Project Payback is such a success the girls soon have clients lining up for their consulting services. Is your boyfriend acting shady? Dying to know if your crush is into you? Need matchmaking expertise? Look no further than Love, Inc.
Love, Inc. is a sweet, funny and warm-hearted novel that I read in a matter of hours. So much fun.
Although the premise of this novel has many similarities to Suzanne Young’s The Naughty List, I thought it had much more depth and was executed in a far superior way. The way they stumbled into the business of matchmaking and revenge was natural and made a good grounding for the friendship between Zahra, Syd and Kali. Each girl had a distinct personality and while they were very different, they complimented each other perfectly. Rather than the whole novel being told based around Zahra, I would have loved a split narration between the three girls. I think that would definitely have added to the awesome of Love, Inc.

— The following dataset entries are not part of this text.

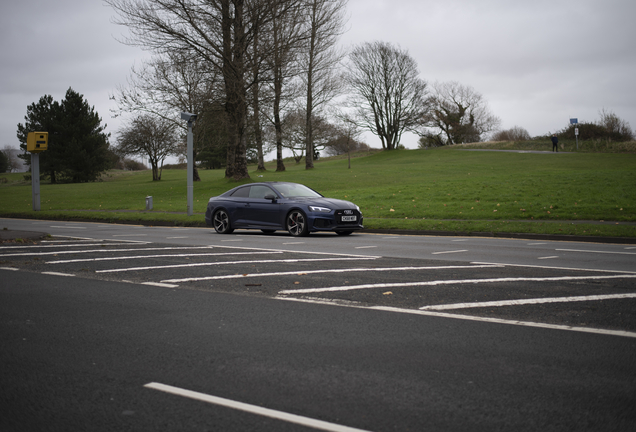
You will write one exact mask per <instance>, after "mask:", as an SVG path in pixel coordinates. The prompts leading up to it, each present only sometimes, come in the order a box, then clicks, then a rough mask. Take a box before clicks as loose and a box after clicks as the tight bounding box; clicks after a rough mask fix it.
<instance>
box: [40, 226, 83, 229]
mask: <svg viewBox="0 0 636 432" xmlns="http://www.w3.org/2000/svg"><path fill="white" fill-rule="evenodd" d="M49 228H72V229H87V227H77V226H72V225H66V226H59V225H51V226H50V227H49Z"/></svg>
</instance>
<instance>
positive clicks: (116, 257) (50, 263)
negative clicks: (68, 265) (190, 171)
mask: <svg viewBox="0 0 636 432" xmlns="http://www.w3.org/2000/svg"><path fill="white" fill-rule="evenodd" d="M277 253H283V252H218V253H209V254H165V255H134V256H123V257H122V256H118V257H105V258H84V259H75V260H58V261H47V262H46V264H68V263H75V262H93V261H118V260H129V259H143V258H182V257H197V256H201V257H202V256H228V255H262V254H267V255H272V254H277Z"/></svg>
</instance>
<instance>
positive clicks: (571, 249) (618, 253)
mask: <svg viewBox="0 0 636 432" xmlns="http://www.w3.org/2000/svg"><path fill="white" fill-rule="evenodd" d="M555 250H557V251H564V252H589V253H607V254H619V255H636V252H617V251H590V250H584V249H555Z"/></svg>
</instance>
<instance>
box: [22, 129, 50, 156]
mask: <svg viewBox="0 0 636 432" xmlns="http://www.w3.org/2000/svg"><path fill="white" fill-rule="evenodd" d="M48 144H49V133H48V132H29V134H28V135H27V151H28V152H31V153H40V152H42V151H44V150H46V149H47V147H48Z"/></svg>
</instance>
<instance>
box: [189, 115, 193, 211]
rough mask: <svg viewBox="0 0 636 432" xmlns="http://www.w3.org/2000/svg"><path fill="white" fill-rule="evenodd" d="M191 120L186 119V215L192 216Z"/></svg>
mask: <svg viewBox="0 0 636 432" xmlns="http://www.w3.org/2000/svg"><path fill="white" fill-rule="evenodd" d="M192 141H193V139H192V120H189V121H188V216H192V214H193V201H194V198H193V195H194V194H193V187H192V183H193V177H194V176H193V175H192V171H193V169H194V160H193V150H192V147H193V143H192Z"/></svg>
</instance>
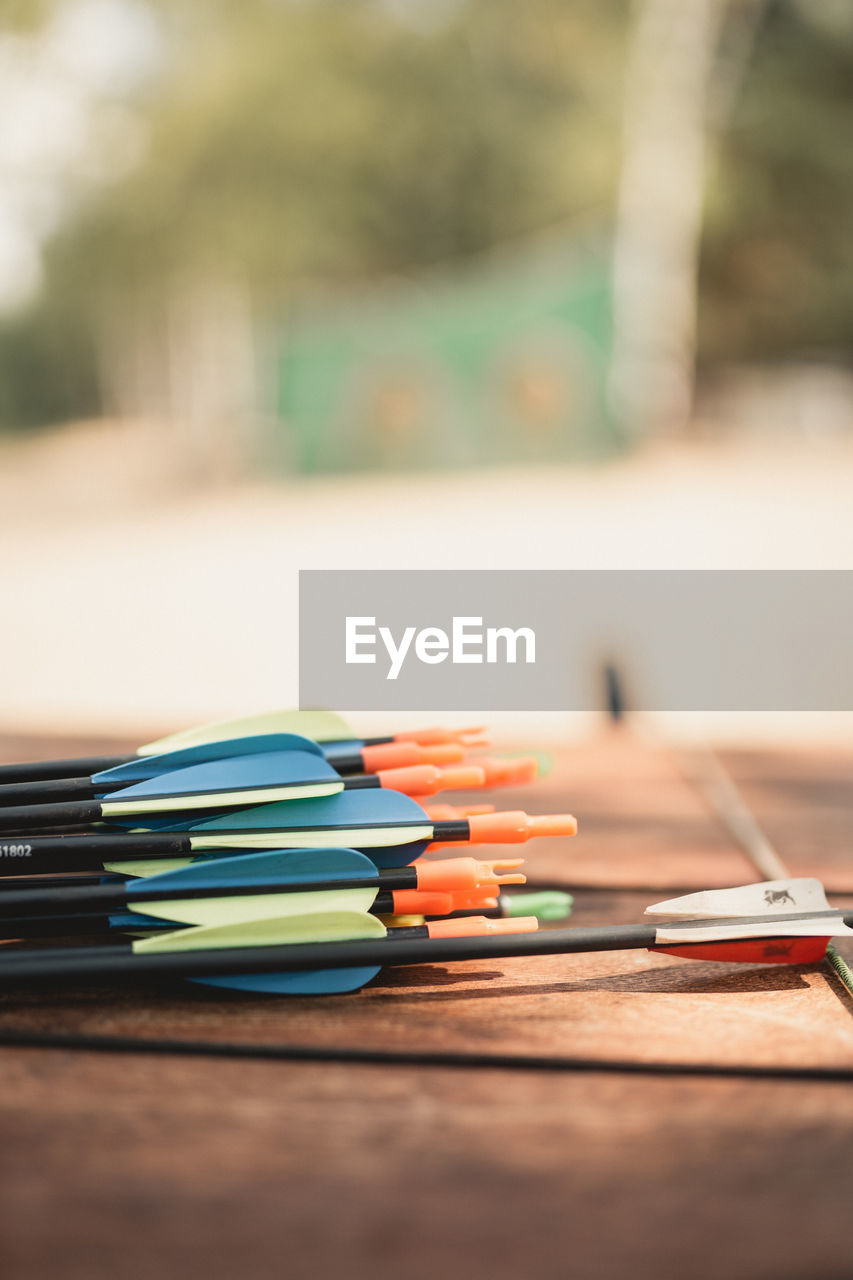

There was a prominent theme in this novel that was completely unexpected and not something I have come across very often: the clash of Pakistani grandparents and an American teenager. The way they were both so unwilling to accept the others’ values and culture was rather shocking. It took arguments and stubborn outbursts from both parties throughout the novel for them to come together and find balance.
All long with the missions and hassles that came with running love, Inc., there was the underlying theme of the girls’ parents’ divorces. I was actually rather surprised at the resentment and incomprehension they felt towards their parents, except in Syd’s case, which was perfectly acceptable. It is a very difficult thing for a person to go through at any age, but I thought that at fifteen they’d be able to handle it with a little more maturity. However, they did come out the other end with more confidence, a support system and a better understanding of relationships that would change their views.
I really enjoyed Sandy Rideout and Yvonne Collins’ collaboration and I’ll definitely be looking out for more of them.
A big thank you to Allison and Busby for providing me with a review copy.